Du 24 au 29 août 2026, 45 représentants du Burkina Faso, du Mali et du Niger se réuniront à Niamey pour lancer les sessions confédérales des Parlements de l’AES. Cette rencontre doit donner un nouveau socle institutionnel au rapprochement des trois pays sahéliens.
Le Parlement de l’AES prend forme
La capitale nigérienne accueillera, du 24 au 29 août 2026, la première session confédérale des Parlements de l’Alliance des États du Sahel. L’événement a été confirmé par l’Agence nigérienne de presse.
La rencontre a été convoquée par le capitaine Ibrahim Traoré, président en exercice de la Confédération de l’AES. Elle s’appuie sur le traité fondateur signé à Niamey le 6 juillet 2024 et sur un protocole additionnel approuvé à Bamako en décembre 2025.
Les deux premières journées, les 24 et 25 août, seront consacrées à l’installation des représentants. Du 26 au 29 août, les participants devront examiner le règlement intérieur et plusieurs dossiers présentant un intérêt commun pour la Confédération.
Quarante-cinq représentants réunis
Chaque pays a désigné 15 représentants issus de son organe législatif national. La nouvelle instance comprendra ainsi 45 membres provenant du Burkina Faso, du Mali et du Niger.
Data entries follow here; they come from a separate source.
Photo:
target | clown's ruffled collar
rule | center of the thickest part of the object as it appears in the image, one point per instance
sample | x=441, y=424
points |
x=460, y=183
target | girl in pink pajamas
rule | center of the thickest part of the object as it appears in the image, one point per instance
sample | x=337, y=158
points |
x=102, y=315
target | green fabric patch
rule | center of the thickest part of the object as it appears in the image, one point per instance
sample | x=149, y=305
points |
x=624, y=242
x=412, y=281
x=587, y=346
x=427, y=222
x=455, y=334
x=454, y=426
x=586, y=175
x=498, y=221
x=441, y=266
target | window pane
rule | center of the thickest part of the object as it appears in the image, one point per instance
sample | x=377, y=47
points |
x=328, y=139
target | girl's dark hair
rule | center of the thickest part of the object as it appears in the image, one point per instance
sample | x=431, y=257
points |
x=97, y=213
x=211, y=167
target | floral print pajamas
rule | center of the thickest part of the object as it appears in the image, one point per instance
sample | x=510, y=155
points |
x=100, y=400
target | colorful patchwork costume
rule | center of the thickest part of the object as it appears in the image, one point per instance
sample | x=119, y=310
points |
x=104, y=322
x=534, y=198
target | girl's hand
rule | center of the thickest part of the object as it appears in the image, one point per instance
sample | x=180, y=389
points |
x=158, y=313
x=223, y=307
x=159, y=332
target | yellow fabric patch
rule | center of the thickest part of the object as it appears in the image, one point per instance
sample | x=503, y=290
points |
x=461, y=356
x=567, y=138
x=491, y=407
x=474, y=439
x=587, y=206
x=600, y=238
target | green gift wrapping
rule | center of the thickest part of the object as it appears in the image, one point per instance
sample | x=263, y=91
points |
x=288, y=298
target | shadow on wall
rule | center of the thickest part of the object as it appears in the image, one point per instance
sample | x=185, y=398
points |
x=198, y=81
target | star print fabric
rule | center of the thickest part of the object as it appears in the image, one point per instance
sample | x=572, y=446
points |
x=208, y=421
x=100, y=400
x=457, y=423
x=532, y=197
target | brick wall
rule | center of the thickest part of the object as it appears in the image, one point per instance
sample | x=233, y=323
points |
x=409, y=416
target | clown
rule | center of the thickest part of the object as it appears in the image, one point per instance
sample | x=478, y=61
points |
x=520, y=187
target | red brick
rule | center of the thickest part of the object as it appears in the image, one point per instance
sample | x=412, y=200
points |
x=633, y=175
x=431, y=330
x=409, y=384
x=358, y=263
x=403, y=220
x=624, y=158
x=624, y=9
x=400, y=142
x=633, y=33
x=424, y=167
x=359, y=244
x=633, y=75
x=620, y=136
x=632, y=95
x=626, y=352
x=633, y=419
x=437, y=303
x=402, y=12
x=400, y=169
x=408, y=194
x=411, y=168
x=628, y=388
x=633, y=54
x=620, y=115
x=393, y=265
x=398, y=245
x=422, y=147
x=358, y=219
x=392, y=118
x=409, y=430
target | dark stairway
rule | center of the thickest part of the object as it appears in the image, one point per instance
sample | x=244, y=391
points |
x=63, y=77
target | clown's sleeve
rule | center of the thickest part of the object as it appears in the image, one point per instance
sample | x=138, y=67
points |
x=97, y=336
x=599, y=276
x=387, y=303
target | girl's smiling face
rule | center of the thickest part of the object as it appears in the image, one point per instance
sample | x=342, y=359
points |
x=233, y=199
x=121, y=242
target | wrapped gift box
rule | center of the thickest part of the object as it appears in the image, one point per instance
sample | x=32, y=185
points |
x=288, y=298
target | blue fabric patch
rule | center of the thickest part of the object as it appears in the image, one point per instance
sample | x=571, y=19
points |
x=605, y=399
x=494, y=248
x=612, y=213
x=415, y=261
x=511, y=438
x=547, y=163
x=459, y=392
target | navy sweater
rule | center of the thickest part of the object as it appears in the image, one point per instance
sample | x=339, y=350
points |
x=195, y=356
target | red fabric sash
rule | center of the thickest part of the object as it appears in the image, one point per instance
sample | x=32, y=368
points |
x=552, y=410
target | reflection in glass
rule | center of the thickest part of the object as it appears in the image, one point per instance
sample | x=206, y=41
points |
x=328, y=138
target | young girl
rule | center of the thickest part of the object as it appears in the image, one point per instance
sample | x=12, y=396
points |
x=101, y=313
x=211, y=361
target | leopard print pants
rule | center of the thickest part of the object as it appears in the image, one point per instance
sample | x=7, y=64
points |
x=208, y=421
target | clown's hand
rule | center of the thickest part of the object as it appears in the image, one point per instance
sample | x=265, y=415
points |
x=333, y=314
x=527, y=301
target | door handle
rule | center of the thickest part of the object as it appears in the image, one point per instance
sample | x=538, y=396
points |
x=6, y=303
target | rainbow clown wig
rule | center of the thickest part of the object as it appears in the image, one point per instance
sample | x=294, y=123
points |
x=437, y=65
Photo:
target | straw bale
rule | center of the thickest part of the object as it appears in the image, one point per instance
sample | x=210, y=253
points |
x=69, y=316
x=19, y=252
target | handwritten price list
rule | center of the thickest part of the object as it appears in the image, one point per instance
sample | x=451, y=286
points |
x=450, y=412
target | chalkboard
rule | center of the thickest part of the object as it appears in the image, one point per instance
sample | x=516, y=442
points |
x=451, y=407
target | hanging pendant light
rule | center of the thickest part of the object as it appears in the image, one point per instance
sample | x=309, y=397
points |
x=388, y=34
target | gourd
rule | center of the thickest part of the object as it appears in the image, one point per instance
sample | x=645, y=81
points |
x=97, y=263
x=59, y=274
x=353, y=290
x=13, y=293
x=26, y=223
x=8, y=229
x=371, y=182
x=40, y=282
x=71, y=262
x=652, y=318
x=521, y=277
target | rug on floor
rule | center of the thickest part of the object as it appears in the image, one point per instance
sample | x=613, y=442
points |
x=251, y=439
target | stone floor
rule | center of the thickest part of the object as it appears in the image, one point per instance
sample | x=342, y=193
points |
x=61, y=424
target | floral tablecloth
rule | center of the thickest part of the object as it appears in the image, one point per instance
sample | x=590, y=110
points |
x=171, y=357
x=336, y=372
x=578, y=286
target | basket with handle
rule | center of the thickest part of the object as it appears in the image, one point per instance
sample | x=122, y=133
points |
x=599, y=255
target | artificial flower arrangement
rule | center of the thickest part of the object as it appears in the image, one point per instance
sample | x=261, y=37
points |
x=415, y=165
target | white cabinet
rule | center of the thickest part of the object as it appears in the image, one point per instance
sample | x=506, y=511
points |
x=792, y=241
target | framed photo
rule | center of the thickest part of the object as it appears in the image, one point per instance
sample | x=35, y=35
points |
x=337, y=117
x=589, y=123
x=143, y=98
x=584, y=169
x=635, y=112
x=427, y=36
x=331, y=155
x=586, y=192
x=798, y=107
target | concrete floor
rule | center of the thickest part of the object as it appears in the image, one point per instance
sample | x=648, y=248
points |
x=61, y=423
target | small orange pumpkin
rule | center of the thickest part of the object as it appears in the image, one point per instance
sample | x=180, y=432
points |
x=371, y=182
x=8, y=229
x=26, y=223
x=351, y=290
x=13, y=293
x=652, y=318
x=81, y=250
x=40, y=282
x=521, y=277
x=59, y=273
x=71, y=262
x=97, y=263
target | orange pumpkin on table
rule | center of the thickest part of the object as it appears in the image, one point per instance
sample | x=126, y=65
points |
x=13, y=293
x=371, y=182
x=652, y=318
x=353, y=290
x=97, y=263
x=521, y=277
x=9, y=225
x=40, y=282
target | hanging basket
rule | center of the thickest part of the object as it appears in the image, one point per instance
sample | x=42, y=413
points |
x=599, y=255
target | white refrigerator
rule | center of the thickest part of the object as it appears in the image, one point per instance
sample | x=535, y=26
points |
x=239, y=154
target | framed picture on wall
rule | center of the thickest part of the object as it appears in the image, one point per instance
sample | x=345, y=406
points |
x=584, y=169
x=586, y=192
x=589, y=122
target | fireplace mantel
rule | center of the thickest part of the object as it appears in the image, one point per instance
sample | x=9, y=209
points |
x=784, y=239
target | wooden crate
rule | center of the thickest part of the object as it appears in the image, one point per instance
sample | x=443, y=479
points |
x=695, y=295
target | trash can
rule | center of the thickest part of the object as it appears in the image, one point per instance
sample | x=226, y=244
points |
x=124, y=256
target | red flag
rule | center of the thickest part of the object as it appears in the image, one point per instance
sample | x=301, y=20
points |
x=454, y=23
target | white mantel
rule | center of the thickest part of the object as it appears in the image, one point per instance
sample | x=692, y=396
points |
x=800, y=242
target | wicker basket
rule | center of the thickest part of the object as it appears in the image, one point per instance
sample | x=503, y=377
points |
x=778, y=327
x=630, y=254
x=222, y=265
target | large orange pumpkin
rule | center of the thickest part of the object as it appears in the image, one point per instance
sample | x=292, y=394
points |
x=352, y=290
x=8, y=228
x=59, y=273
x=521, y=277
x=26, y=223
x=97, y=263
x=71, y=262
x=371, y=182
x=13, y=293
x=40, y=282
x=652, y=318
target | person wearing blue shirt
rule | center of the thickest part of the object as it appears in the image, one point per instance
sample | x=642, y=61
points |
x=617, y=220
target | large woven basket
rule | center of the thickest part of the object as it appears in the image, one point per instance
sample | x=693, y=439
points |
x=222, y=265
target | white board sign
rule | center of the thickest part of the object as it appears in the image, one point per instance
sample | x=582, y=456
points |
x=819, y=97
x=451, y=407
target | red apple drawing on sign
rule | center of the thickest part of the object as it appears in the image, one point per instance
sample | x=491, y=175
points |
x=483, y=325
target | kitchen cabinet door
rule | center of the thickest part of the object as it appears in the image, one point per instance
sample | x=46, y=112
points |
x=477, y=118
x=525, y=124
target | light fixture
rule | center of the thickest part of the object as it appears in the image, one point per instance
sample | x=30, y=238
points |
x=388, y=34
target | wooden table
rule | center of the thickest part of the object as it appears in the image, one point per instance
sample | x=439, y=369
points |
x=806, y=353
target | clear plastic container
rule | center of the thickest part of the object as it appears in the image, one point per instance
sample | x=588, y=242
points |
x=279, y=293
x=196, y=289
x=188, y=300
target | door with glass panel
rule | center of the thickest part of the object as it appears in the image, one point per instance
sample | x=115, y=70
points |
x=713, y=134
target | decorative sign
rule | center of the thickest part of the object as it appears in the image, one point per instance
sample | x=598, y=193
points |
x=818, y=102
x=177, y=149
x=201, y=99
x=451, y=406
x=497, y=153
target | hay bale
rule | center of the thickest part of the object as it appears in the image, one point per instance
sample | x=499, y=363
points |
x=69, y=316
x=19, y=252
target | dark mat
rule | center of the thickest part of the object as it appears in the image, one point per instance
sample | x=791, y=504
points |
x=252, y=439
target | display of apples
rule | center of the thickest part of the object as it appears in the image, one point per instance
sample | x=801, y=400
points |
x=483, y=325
Le protocole additionnel précise que ces représentants pourront délibérer sur les questions touchant notamment à la défense, à la sécurité, à la diplomatie et au développement.
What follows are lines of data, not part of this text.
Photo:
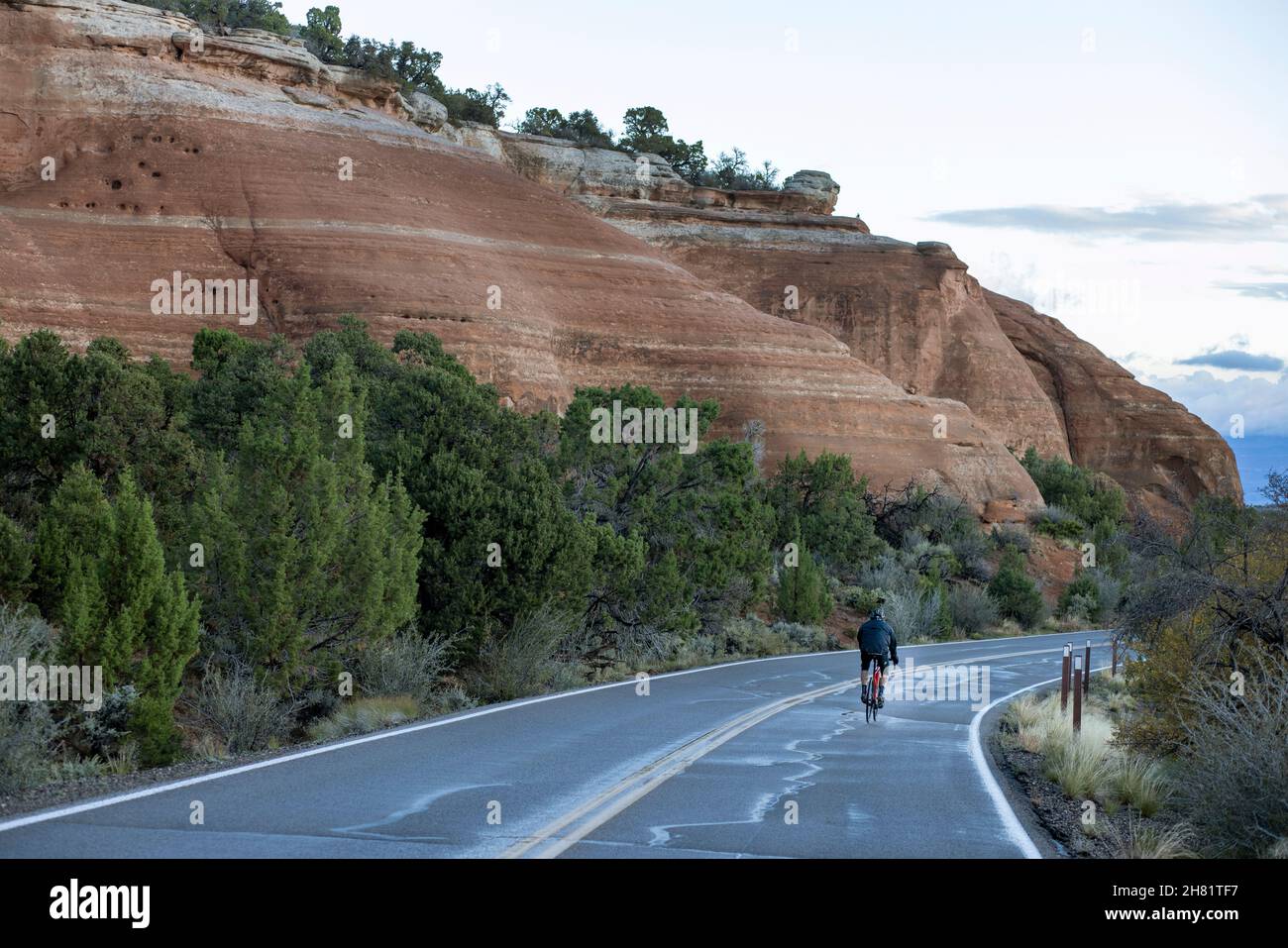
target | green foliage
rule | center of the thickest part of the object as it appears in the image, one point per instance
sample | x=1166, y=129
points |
x=406, y=63
x=103, y=411
x=973, y=609
x=1016, y=594
x=823, y=501
x=307, y=552
x=1082, y=597
x=478, y=473
x=732, y=171
x=645, y=132
x=803, y=594
x=1087, y=496
x=102, y=579
x=16, y=563
x=228, y=14
x=583, y=128
x=683, y=539
x=485, y=106
x=321, y=34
Ils pourront également examiner les sujets transmis par le Collège des chefs d’État et rendre des avis sur les grandes orientations de la Confédération, selon les informations publiées par l’Assemblée législative du peuple du Burkina Faso.
Une nouvelle étape institutionnelle
Depuis sa création, l’AES a principalement construit son unité autour de la coopération militaire, diplomatique et économique. La session de Niamey marque une tentative d’élargir cette architecture à une dimension parlementaire.
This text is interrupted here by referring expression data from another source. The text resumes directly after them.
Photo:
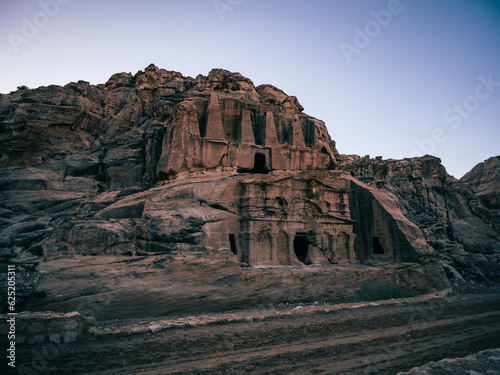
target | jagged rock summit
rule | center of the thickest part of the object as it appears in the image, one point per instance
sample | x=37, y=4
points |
x=186, y=194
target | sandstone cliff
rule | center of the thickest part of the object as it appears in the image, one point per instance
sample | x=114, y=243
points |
x=198, y=193
x=457, y=221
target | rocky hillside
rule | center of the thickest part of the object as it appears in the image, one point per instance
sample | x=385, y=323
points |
x=198, y=193
x=456, y=217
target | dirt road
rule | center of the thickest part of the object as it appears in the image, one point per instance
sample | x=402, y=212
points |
x=366, y=340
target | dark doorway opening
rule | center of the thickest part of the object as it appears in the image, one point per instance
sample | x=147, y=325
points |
x=300, y=247
x=259, y=165
x=377, y=247
x=232, y=243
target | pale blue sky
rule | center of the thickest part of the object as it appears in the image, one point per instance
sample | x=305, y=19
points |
x=413, y=84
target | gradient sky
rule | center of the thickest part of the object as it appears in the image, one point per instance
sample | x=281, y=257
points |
x=425, y=79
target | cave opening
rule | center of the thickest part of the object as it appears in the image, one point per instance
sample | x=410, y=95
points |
x=259, y=165
x=232, y=244
x=300, y=247
x=378, y=249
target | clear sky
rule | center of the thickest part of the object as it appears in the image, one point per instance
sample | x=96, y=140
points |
x=390, y=78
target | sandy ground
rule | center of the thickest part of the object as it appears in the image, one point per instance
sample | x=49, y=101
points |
x=368, y=338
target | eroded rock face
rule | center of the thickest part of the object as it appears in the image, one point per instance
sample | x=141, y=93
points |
x=208, y=180
x=453, y=220
x=484, y=181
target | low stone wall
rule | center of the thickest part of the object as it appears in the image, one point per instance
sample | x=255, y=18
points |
x=43, y=327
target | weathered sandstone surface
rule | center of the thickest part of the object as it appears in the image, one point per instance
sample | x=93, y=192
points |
x=157, y=193
x=454, y=220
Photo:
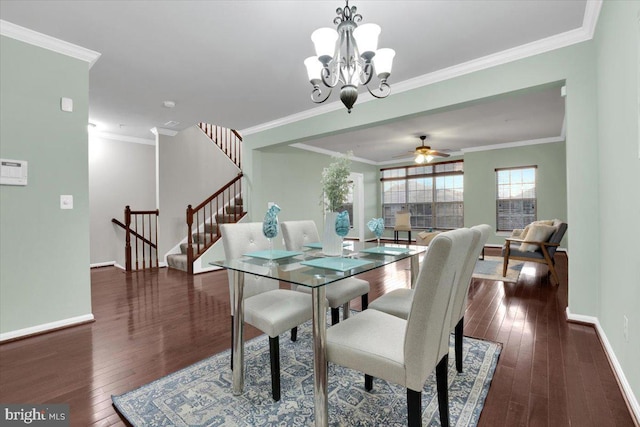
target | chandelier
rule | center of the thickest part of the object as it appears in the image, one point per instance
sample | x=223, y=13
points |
x=349, y=56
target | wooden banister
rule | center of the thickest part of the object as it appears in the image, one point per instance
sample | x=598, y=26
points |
x=124, y=227
x=145, y=230
x=215, y=207
x=228, y=140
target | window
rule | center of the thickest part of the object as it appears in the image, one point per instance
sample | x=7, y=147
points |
x=433, y=194
x=516, y=197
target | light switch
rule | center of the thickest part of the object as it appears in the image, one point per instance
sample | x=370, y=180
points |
x=66, y=201
x=66, y=104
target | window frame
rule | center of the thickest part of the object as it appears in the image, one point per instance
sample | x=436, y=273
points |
x=527, y=218
x=424, y=214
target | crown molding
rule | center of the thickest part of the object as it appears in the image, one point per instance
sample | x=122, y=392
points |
x=453, y=153
x=162, y=131
x=514, y=144
x=35, y=38
x=332, y=153
x=591, y=14
x=122, y=138
x=558, y=41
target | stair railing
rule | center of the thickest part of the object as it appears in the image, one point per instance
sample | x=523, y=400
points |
x=228, y=140
x=143, y=226
x=214, y=205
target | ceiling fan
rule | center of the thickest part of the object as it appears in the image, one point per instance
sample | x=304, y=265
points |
x=424, y=153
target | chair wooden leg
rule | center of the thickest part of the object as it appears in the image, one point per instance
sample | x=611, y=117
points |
x=274, y=353
x=414, y=408
x=459, y=330
x=505, y=263
x=232, y=343
x=364, y=301
x=443, y=390
x=368, y=382
x=550, y=264
x=335, y=315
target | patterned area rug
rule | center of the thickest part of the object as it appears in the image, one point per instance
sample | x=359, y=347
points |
x=200, y=395
x=491, y=268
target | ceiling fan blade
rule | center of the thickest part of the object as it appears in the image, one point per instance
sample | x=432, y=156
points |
x=439, y=153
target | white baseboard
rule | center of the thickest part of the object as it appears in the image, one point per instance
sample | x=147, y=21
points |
x=46, y=327
x=622, y=379
x=102, y=264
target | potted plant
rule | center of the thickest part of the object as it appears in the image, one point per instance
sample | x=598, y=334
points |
x=335, y=188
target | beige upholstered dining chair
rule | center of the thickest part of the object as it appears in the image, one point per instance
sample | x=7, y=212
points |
x=398, y=301
x=403, y=223
x=406, y=351
x=296, y=235
x=268, y=308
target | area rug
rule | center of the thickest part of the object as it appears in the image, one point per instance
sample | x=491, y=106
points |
x=200, y=395
x=491, y=268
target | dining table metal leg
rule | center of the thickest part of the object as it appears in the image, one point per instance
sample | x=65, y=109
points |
x=415, y=267
x=320, y=358
x=237, y=374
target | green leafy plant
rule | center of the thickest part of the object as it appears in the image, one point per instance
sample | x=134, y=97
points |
x=335, y=182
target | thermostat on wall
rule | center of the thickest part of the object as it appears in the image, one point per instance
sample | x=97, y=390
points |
x=13, y=172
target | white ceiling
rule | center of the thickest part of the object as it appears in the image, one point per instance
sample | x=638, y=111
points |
x=239, y=63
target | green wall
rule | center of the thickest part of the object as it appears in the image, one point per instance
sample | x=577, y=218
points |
x=291, y=178
x=573, y=65
x=44, y=263
x=617, y=53
x=480, y=182
x=601, y=158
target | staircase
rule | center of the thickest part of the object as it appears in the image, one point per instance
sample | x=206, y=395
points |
x=224, y=206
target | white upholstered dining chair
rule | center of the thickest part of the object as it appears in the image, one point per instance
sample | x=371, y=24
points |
x=266, y=306
x=398, y=301
x=406, y=351
x=296, y=235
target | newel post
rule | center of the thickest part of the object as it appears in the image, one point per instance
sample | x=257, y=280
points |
x=127, y=245
x=189, y=240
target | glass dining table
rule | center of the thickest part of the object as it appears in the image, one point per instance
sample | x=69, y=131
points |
x=312, y=269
Ce nouvel organe n’est toutefois pas encore comparable à un Parlement fédéral doté de pouvoirs législatifs étendus. Le protocole prévoit surtout un espace commun de délibération, de consultation et de coordination entre les trois institutions nationales.
Les sessions ordinaires doivent se tenir deux fois par an. Leur fonctionnement reposera sur une présidence tournante liée à celle de la Confédération.
Niamey, premier test politique
Avant cette rencontre, les responsables parlementaires des trois pays s’étaient réunis les 29 et 30 juin 2026 à Ouagadougou. Ils avaient adopté une feuille de route destinée à accélérer la mise en œuvre des sessions confédérales, comme l’ont rapporté Sidwaya et LeFaso.net.
La réunion de Niamey devra maintenant transformer ces textes en mécanismes concrets. Son premier défi sera de définir clairement les règles de fonctionnement, les procédures de décision et les relations avec le Collège des chefs d’État et le Conseil des ministres de l’AES.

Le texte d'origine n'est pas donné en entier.